Many Native American tribes or nations formed loose defensive confederations which
held together briefly or for a long time. The Iroquois, a confederation of first five and
then six Native American nations in the northeastern United States, however, formed
what was an anomalous confederation that would form much of the basis for the
American invention of government. This was a powerful confederation of sovereign
nations held together by a constitution that based itself on the structure of the
confederation and its decision-making apparatus rather than on the charisma or power
of individuals. This would then become the model that the framers of the Constitution
would turn to in designing a nation that was, in theory, a set of sovereign nations: the
United States.

Sometime between 1570 and 1600, Dekanawidah, a Huron living among the Seneca,
worked out a treaty of alliance with Hiawatha, an Onandaga living among the Mohawk.
This alliance would included three other nations, so that the Iroquois League at its
foundation included the Seneca, the Mohawk, the Cayuga, the Oneida, and the
Onondaga. In 1722, the League was joined by the Tuscarora. Originally occupying only
northern New York, the League would expand by alliance and conquest to control an
area from southern Canada to Kentucky north to south, and Eastern Pennsylvania to
Ohio east to west.
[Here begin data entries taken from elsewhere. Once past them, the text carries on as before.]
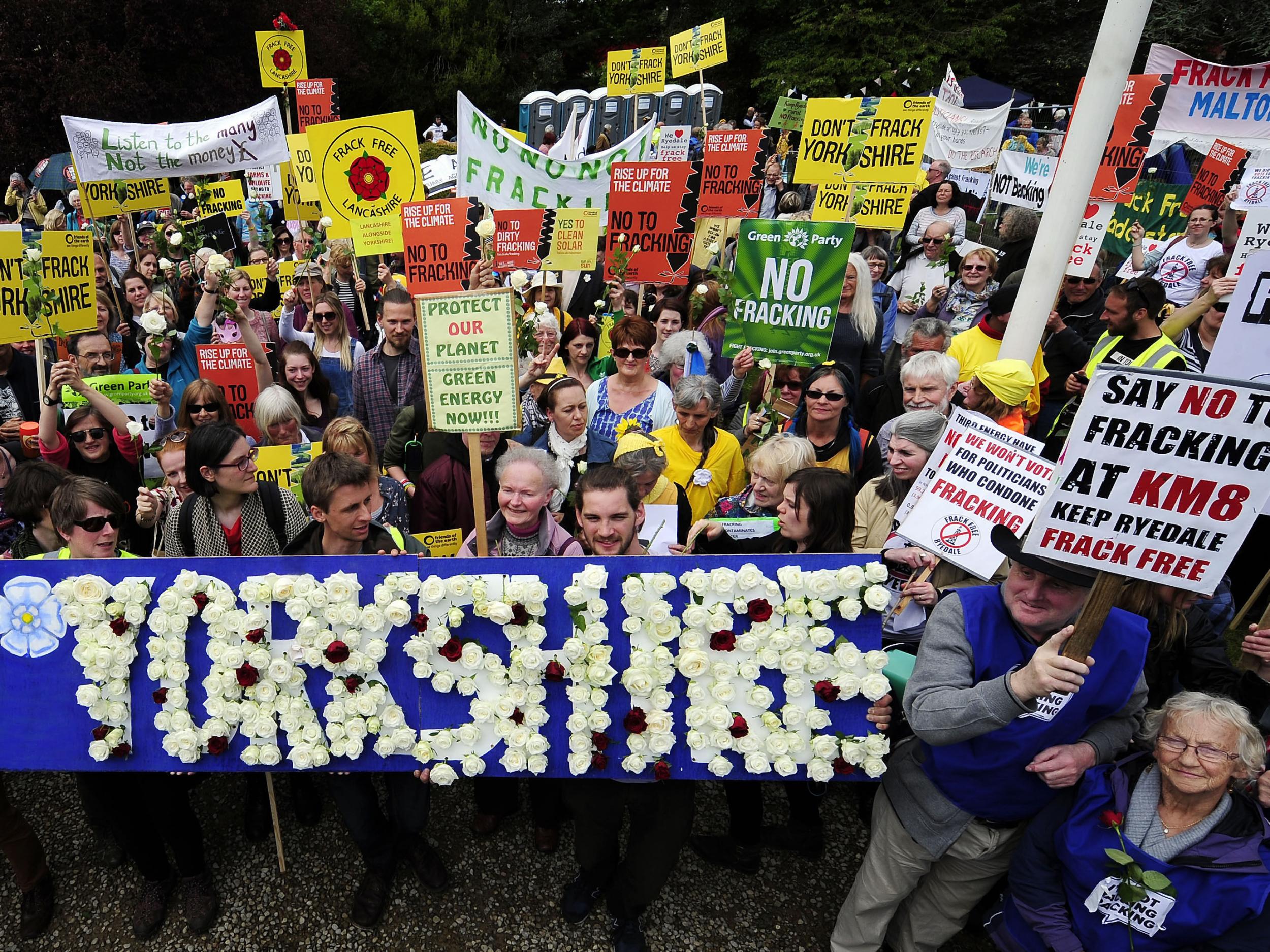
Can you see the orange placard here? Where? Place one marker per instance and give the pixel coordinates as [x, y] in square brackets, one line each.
[522, 238]
[652, 206]
[441, 244]
[732, 174]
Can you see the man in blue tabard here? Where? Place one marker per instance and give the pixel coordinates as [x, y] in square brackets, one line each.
[1002, 721]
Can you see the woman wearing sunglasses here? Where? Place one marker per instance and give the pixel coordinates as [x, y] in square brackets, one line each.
[823, 417]
[967, 301]
[97, 441]
[633, 392]
[329, 341]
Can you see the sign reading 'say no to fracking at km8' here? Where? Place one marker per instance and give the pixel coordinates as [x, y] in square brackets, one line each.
[469, 359]
[789, 281]
[1162, 478]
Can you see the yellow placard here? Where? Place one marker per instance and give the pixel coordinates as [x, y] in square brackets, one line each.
[639, 70]
[826, 140]
[67, 262]
[470, 370]
[282, 57]
[880, 205]
[832, 202]
[892, 150]
[102, 199]
[441, 544]
[699, 49]
[221, 197]
[293, 206]
[575, 240]
[367, 169]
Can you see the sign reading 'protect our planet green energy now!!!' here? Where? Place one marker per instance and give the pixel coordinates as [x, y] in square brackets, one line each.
[789, 282]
During the American Revolution, the League split apart; the Oneida
and Tuscarora sided with the Americans, while the others allied themselves with
Britain. The United States took revenge in 1779 which resulted in the Second Treaty of
Fort Stanwix (1784) which officially disbanded the League.

The League was unique in that it was extraordinarily well-planned and defined than
any other Native American confederacy. It was based on a constitution which
thoroughly outlined the methods for choosing leaders and conducting business. Its
more salient aspects include a decision-making apparatus for making decisions among
the various nations, its stress on ceremony, ritual, and structure over individual
leadership, and its provisions for secession and inclusion of Native American nations.

Each of the nations was to send three Lords to the meeting-place among the Onandaga;
two of these Lords could speak while the third could only speak to indicate procedural
mistakes. Decisions would be made in the following way. The Mohawk and Seneca Lords
would have to unanimously agree on a course of action. They sent this decisions to the
Oneida and Cayuga Lords, who would also have to unanimously agree on this decision. If
they didn't agree on it, they would forge their own decision which would also require
unanimity. This alternative decision would be sent back to the Seneca and the Mohawk for
their approval. The process would continue until both sets of nations agreed on a single
principle. At that point, the decision would be sent to the Onandaga, who were called the
"Fire-Keepers," since the maintained, the meeting-place. If they agreed to the course of
action, it would then be taken. If they refused it, they would return their own decision to
the four nations who would then forge a new decision. Once those four nations agreed
unanimously, the decision was officially made.

It was this procedure, which required absolute unanimity, which separated the Iroquois
League from others, for no single individual could dominate the proceedings. It was the
structure of the proceeding itself that produced decisions.

Finally, the League was considered open-ended. Any nation could be thrown out of the
League, any nation could secede, and any nation could join provided they agreed to the
constitution.

It is perfectly obvious how the framers of the Constitution of the United States borrowed
from the Iroquois League. The two houses of Congress are based on the Roman model of
the Senate and the plebeian Assembly, but added to this model is the give-and-take
between the two houses in the effort to enforce common consent between the two houses
which is borrowed from the Iroquois Constitution. The veto power of the president clearly
derives from the function of the Onandaga Lords as Fire-Keepers, and the open-endedness
of the League is reproduced in the open-endedness of the Constitution: any state can join,
any state can secede, and, potentially, any state can be withdrawn from the nation.